A court affidavit in Nairobi alleges a close partnership between Kenyan and South Sudanese spies. A confidential report that describes U.N. peacekeeping operations suggests military cooperation between Uganda’s and
South Sudan’s government. And an internal U.N. letter shows that Egypt has provided diplomatic cover to South Sudan at the U.N. headquarters in New York.
This support has contributed to the collapse of South Sudan, the youngest country in the world that gained independence in 2011 with the strong support of the United States.
African states pushed for a greater role in solving regional crises after the
Rwandan genocide in 1994, where the U.S. and U.N. received blame for standing by during mass atrocities. There is no doubt President Salva Kiir and the constellation of rebel groups who have taken up arms against him are overwhelmingly responsible for their country’s fate.

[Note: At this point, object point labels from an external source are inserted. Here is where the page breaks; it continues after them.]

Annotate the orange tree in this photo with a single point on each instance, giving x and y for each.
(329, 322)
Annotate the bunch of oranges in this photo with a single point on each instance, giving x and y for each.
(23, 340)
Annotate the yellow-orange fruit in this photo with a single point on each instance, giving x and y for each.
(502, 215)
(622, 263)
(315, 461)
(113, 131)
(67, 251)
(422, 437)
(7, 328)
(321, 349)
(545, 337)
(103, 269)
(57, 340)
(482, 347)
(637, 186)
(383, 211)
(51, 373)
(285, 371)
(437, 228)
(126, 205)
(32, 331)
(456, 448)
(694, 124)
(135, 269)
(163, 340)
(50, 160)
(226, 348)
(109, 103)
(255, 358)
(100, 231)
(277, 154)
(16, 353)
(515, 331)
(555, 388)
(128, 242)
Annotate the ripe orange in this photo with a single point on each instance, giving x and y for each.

But the documents show how in one of East Africa’s first opportunities to take the lead in ending one of the world’s worst wars is failing, miserably.
Leaders are afraid of supporting an arms embargo, sanctions, and attempts to bring leaders to justice in South Sudan, because it could set a precedent in the broader East African region, Luka Kuol, a professor at the Africa Center for Strategic Studies said in an interview. The thinking of these African leaders is simple: these tools may be used against them next.

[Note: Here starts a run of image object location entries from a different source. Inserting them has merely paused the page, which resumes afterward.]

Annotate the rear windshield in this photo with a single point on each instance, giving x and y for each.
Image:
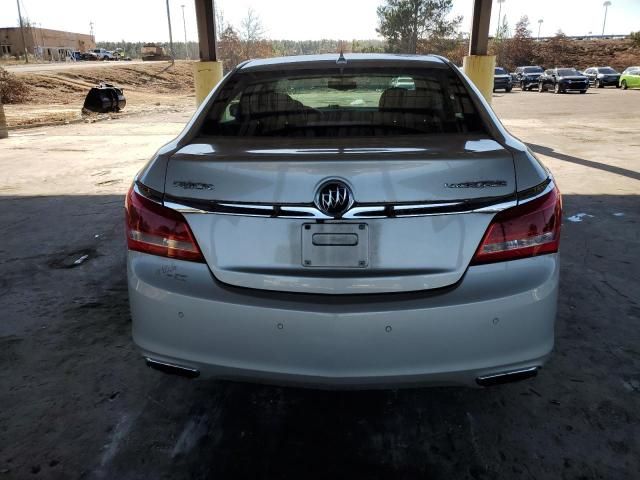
(346, 102)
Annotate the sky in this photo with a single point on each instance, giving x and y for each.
(146, 20)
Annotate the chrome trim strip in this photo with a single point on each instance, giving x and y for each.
(172, 367)
(509, 373)
(536, 192)
(361, 211)
(506, 377)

Princeton Lyman, the former U.S. envoy to South Sudan, also told The Daily Beast that Ugandan President Yoweri Museveni and others in the region have significant financial interests in South Sudan that are at risk if Kiir’s government falls.
The U.N. says South Sudan is at risk of genocide and ethnic cleansing already is underway. Earlier this year a million people were on the brink of a famine created by the conflict. Since the summer of 2016 nearly a million South Sudanese have fled marauding government forces into Uganda, where they have created the world’s largest new refugee camp.Uganda also appears to be one of the biggest military suppliers to South Sudan’s government, according to a collection of public reports by U.N. experts (
PDF).
Military cooperation between Uganda and South Sudan is close. When the exodus of refugees was at a peak last winter, Uganda’s military crossed the border into South Sudan to assist civilians fleeing the brewing ethnic conflict, according to a confidential report from the Ceasefire and Transitional Security Arrangements Monitoring Mechanism, a body that monitors the country’s peace deal.
The Ugandan military “temporarily helped civilians return to their villages to collect belongings, and encountered the SPLA [the government’s militia] gang raping women, especially near the Asua military barracks,” the report said.
No intervention on behalf of Uganda’s government was described in the March report.